I have two Spark dataframe's, df1 and df2:
+-------+-----+---+
| name|empNo|age|
+-------+-----+---+
|shankar|12121| 28|
| ramesh| 1212| 29|
| suresh| 1111| 30|
| aarush| 0707| 15|
+-------+-----+---+
+------+-----+---+-----+
| eName| eNo|age| city|
+------+-----+---+-----+
|aarush|12121| 15|malmo|
|ramesh| 1212| 29|malmo|
+------+-----+---+-----+
I need to get the non matching records from df1, based on a number of columns which is specified in another file.
For example, the column look up file is something like below:
df1col,df2col
name,eName
empNo, eNo
Expected output is:
+-------+-----+---+
| name|empNo|age|
+-------+-----+---+
|shankar|12121| 28|
| suresh| 1111| 30|
| aarush| 0707| 15|
+-------+-----+---+
The idea is how to build a where condition dynamically for the above scenario, because the lookup file is configurable, so it might have 1 to n fields.
You can use the except dataframe method.

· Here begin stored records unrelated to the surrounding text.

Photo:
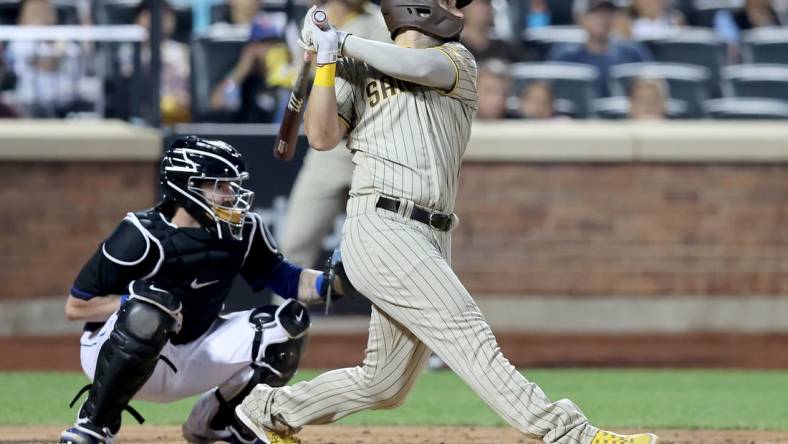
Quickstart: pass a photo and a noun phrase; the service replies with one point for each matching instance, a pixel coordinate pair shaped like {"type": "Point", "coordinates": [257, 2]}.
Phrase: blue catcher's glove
{"type": "Point", "coordinates": [328, 290]}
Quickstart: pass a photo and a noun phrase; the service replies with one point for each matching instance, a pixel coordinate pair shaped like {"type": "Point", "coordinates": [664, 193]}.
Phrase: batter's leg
{"type": "Point", "coordinates": [400, 264]}
{"type": "Point", "coordinates": [318, 196]}
{"type": "Point", "coordinates": [393, 362]}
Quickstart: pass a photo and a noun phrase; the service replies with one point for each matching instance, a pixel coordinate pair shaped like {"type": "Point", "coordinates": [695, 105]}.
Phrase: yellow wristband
{"type": "Point", "coordinates": [324, 75]}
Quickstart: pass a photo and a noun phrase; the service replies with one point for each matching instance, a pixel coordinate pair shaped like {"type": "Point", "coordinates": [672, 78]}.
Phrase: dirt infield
{"type": "Point", "coordinates": [396, 435]}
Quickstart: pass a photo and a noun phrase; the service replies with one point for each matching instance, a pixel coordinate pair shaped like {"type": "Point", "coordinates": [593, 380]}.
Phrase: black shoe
{"type": "Point", "coordinates": [86, 434]}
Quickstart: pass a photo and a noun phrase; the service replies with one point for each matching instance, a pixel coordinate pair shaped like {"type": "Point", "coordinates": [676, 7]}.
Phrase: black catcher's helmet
{"type": "Point", "coordinates": [205, 177]}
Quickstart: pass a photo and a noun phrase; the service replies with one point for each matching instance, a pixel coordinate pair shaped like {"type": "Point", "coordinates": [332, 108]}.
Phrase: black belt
{"type": "Point", "coordinates": [439, 221]}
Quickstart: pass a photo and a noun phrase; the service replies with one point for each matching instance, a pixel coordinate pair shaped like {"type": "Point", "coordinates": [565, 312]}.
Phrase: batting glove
{"type": "Point", "coordinates": [326, 41]}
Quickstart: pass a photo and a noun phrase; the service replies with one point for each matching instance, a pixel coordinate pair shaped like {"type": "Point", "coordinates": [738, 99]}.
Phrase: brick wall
{"type": "Point", "coordinates": [562, 228]}
{"type": "Point", "coordinates": [624, 229]}
{"type": "Point", "coordinates": [56, 213]}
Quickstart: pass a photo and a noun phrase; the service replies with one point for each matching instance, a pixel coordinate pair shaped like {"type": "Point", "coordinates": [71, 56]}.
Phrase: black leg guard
{"type": "Point", "coordinates": [127, 359]}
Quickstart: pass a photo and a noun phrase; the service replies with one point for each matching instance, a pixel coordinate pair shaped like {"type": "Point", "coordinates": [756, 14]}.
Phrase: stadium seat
{"type": "Point", "coordinates": [764, 81]}
{"type": "Point", "coordinates": [693, 46]}
{"type": "Point", "coordinates": [616, 108]}
{"type": "Point", "coordinates": [541, 40]}
{"type": "Point", "coordinates": [114, 12]}
{"type": "Point", "coordinates": [747, 109]}
{"type": "Point", "coordinates": [703, 11]}
{"type": "Point", "coordinates": [9, 10]}
{"type": "Point", "coordinates": [67, 13]}
{"type": "Point", "coordinates": [688, 83]}
{"type": "Point", "coordinates": [571, 82]}
{"type": "Point", "coordinates": [765, 45]}
{"type": "Point", "coordinates": [213, 55]}
{"type": "Point", "coordinates": [561, 12]}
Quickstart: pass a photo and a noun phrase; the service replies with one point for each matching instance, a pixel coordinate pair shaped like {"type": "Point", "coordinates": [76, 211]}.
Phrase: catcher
{"type": "Point", "coordinates": [153, 292]}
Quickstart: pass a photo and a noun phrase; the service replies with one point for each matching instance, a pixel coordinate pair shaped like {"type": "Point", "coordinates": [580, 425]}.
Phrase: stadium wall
{"type": "Point", "coordinates": [584, 242]}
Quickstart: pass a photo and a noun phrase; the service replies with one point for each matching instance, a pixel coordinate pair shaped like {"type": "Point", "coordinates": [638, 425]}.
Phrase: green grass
{"type": "Point", "coordinates": [693, 399]}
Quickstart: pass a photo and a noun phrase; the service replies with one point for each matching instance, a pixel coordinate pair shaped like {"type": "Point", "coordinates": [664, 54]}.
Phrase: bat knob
{"type": "Point", "coordinates": [319, 17]}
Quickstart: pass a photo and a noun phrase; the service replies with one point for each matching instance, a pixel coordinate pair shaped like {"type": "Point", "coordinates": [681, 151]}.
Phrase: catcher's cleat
{"type": "Point", "coordinates": [86, 434]}
{"type": "Point", "coordinates": [266, 436]}
{"type": "Point", "coordinates": [605, 437]}
{"type": "Point", "coordinates": [242, 436]}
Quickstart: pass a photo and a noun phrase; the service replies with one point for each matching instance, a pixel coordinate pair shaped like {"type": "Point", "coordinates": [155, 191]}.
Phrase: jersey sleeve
{"type": "Point", "coordinates": [347, 91]}
{"type": "Point", "coordinates": [464, 88]}
{"type": "Point", "coordinates": [127, 254]}
{"type": "Point", "coordinates": [262, 255]}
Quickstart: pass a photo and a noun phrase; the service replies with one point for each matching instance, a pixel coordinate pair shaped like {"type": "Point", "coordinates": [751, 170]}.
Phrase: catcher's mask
{"type": "Point", "coordinates": [206, 178]}
{"type": "Point", "coordinates": [426, 16]}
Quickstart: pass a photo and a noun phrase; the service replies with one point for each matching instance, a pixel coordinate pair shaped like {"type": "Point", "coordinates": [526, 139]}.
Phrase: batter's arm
{"type": "Point", "coordinates": [428, 66]}
{"type": "Point", "coordinates": [323, 127]}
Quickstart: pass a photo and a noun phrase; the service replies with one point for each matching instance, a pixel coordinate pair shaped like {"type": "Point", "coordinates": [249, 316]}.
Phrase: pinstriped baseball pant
{"type": "Point", "coordinates": [418, 304]}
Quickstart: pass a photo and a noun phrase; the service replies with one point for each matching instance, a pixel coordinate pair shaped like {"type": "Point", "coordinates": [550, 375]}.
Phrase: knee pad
{"type": "Point", "coordinates": [279, 339]}
{"type": "Point", "coordinates": [129, 356]}
{"type": "Point", "coordinates": [144, 326]}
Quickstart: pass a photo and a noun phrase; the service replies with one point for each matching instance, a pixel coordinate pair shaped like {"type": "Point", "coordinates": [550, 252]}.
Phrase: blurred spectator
{"type": "Point", "coordinates": [175, 64]}
{"type": "Point", "coordinates": [730, 24]}
{"type": "Point", "coordinates": [653, 19]}
{"type": "Point", "coordinates": [250, 89]}
{"type": "Point", "coordinates": [536, 101]}
{"type": "Point", "coordinates": [538, 14]}
{"type": "Point", "coordinates": [175, 70]}
{"type": "Point", "coordinates": [495, 86]}
{"type": "Point", "coordinates": [647, 99]}
{"type": "Point", "coordinates": [243, 12]}
{"type": "Point", "coordinates": [47, 73]}
{"type": "Point", "coordinates": [5, 110]}
{"type": "Point", "coordinates": [478, 36]}
{"type": "Point", "coordinates": [600, 50]}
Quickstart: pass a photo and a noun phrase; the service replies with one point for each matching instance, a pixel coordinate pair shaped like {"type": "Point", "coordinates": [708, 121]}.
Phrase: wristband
{"type": "Point", "coordinates": [325, 74]}
{"type": "Point", "coordinates": [319, 286]}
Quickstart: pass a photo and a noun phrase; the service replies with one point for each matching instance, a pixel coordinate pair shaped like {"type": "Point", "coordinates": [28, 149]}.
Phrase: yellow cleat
{"type": "Point", "coordinates": [264, 435]}
{"type": "Point", "coordinates": [275, 438]}
{"type": "Point", "coordinates": [605, 437]}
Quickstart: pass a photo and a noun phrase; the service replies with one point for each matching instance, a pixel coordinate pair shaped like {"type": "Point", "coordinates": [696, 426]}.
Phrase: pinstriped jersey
{"type": "Point", "coordinates": [407, 139]}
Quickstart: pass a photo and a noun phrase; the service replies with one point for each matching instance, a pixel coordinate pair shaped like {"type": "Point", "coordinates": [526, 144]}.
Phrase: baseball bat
{"type": "Point", "coordinates": [284, 147]}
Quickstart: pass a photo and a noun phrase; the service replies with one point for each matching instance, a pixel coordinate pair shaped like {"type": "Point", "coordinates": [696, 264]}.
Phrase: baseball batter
{"type": "Point", "coordinates": [406, 110]}
{"type": "Point", "coordinates": [317, 198]}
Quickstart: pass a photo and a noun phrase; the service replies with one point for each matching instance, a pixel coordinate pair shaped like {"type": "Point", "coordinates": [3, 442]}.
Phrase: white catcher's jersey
{"type": "Point", "coordinates": [397, 130]}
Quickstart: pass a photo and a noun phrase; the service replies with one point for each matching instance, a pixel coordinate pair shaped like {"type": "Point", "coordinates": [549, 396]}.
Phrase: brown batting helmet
{"type": "Point", "coordinates": [422, 15]}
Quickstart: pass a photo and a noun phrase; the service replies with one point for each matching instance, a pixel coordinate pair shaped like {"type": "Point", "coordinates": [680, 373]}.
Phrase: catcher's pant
{"type": "Point", "coordinates": [219, 358]}
{"type": "Point", "coordinates": [319, 194]}
{"type": "Point", "coordinates": [418, 304]}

I'm assuming that the columns to use are in two lists for simplicity. It's necessary that the order of both lists are correct, the columns on the same location in the list will be compared (regardless of column name). After except, use join to get the missing columns from the first dataframe.

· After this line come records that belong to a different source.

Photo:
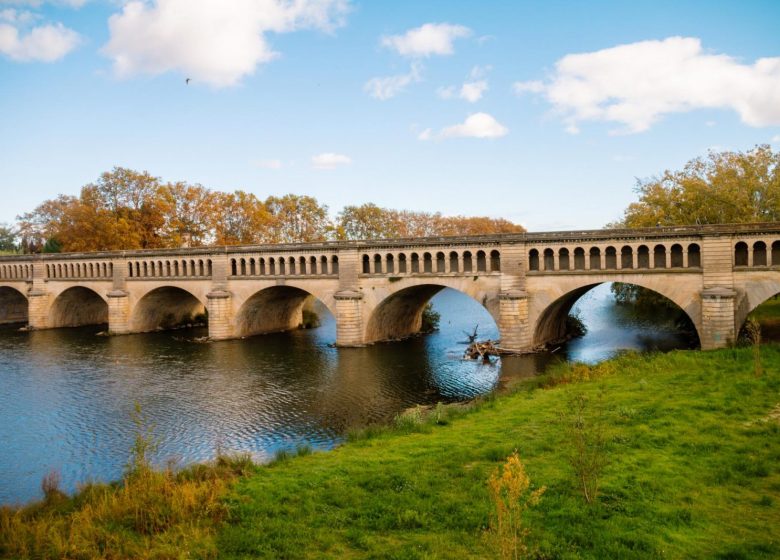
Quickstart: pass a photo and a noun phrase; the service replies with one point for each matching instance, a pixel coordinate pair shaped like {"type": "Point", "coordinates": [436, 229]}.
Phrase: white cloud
{"type": "Point", "coordinates": [426, 40]}
{"type": "Point", "coordinates": [472, 91]}
{"type": "Point", "coordinates": [446, 93]}
{"type": "Point", "coordinates": [17, 17]}
{"type": "Point", "coordinates": [477, 125]}
{"type": "Point", "coordinates": [45, 43]}
{"type": "Point", "coordinates": [534, 86]}
{"type": "Point", "coordinates": [218, 43]}
{"type": "Point", "coordinates": [269, 163]}
{"type": "Point", "coordinates": [389, 86]}
{"type": "Point", "coordinates": [426, 134]}
{"type": "Point", "coordinates": [636, 84]}
{"type": "Point", "coordinates": [329, 160]}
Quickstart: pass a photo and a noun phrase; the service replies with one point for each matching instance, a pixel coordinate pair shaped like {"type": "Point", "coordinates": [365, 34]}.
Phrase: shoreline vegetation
{"type": "Point", "coordinates": [641, 456]}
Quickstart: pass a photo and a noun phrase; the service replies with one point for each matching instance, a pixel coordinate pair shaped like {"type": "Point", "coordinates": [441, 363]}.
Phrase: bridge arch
{"type": "Point", "coordinates": [78, 306]}
{"type": "Point", "coordinates": [165, 307]}
{"type": "Point", "coordinates": [397, 311]}
{"type": "Point", "coordinates": [13, 306]}
{"type": "Point", "coordinates": [277, 308]}
{"type": "Point", "coordinates": [549, 321]}
{"type": "Point", "coordinates": [754, 294]}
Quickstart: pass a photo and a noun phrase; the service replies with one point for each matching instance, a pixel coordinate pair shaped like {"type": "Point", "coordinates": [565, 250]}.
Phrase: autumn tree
{"type": "Point", "coordinates": [7, 239]}
{"type": "Point", "coordinates": [723, 187]}
{"type": "Point", "coordinates": [369, 221]}
{"type": "Point", "coordinates": [297, 219]}
{"type": "Point", "coordinates": [238, 218]}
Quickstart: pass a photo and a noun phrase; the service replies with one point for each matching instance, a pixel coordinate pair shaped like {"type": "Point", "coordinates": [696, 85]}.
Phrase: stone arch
{"type": "Point", "coordinates": [755, 293]}
{"type": "Point", "coordinates": [399, 314]}
{"type": "Point", "coordinates": [549, 324]}
{"type": "Point", "coordinates": [276, 309]}
{"type": "Point", "coordinates": [165, 307]}
{"type": "Point", "coordinates": [13, 306]}
{"type": "Point", "coordinates": [78, 306]}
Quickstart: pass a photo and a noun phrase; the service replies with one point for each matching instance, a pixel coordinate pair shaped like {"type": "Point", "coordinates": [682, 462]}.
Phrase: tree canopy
{"type": "Point", "coordinates": [126, 209]}
{"type": "Point", "coordinates": [723, 187]}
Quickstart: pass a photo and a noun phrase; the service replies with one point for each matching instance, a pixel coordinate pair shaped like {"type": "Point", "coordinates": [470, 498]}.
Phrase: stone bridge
{"type": "Point", "coordinates": [377, 290]}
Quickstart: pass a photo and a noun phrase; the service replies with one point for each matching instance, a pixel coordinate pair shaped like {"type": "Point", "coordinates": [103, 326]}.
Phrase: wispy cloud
{"type": "Point", "coordinates": [386, 87]}
{"type": "Point", "coordinates": [329, 160]}
{"type": "Point", "coordinates": [217, 43]}
{"type": "Point", "coordinates": [638, 83]}
{"type": "Point", "coordinates": [427, 40]}
{"type": "Point", "coordinates": [477, 125]}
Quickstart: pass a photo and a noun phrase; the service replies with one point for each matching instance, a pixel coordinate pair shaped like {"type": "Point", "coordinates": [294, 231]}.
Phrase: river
{"type": "Point", "coordinates": [67, 395]}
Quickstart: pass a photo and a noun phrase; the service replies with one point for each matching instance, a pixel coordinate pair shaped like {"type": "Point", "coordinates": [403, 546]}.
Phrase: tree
{"type": "Point", "coordinates": [7, 240]}
{"type": "Point", "coordinates": [239, 218]}
{"type": "Point", "coordinates": [723, 187]}
{"type": "Point", "coordinates": [297, 219]}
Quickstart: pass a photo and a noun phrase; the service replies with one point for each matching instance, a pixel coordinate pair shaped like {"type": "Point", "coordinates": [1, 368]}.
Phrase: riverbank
{"type": "Point", "coordinates": [692, 453]}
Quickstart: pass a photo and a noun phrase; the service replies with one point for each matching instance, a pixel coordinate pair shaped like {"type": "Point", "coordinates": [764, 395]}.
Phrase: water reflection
{"type": "Point", "coordinates": [67, 395]}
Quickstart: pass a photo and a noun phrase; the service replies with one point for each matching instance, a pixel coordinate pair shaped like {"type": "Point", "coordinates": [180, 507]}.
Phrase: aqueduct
{"type": "Point", "coordinates": [377, 289]}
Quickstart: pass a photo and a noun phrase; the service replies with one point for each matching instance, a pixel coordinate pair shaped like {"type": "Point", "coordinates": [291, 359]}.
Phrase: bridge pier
{"type": "Point", "coordinates": [118, 312]}
{"type": "Point", "coordinates": [717, 318]}
{"type": "Point", "coordinates": [38, 311]}
{"type": "Point", "coordinates": [513, 325]}
{"type": "Point", "coordinates": [220, 312]}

val df1 = Seq(("shankar","12121",28),("ramesh","1212",29),("suresh","1111",30),("aarush","0707",15))
.toDF("name", "empNo", "age")
val df2 = Seq(("aarush", "12121", 15, "malmo"),("ramesh", "1212", 29, "malmo"))
.toDF("eName", "eNo", "age", "city")
val df1Cols = List("name", "empNo")
val df2Cols = List("eName", "eNo")
val tempDf = df1.select(df1Cols.head, df1Cols.tail: _*)
.except(df2.select(df2Cols.head, df2Cols.tail: _*))
val df = df1.join(broadcast(tempDf), df1Cols)
The resulting dataframe will look as wanted:
+-------+-----+---+
| name|empNo|age|
+-------+-----+---+
| aarush| 0707| 15|
| suresh| 1111| 30|
|shankar|12121| 28|
+-------+-----+---+
If you're doing this from a SQL query I would remap the column names in the SQL query itself with something like Changing a SQL column title via query. You could do a simple text replace in the query to normalize them to the df1 or df2 column names.
Once you have that you can diff using something like
How to obtain the difference between two DataFrames?
If you need more columns that wouldn't be used in the diff (e.g. age) you can reselect the data again based on your diff results. This may not be the optimal way of doing it but it would probably work.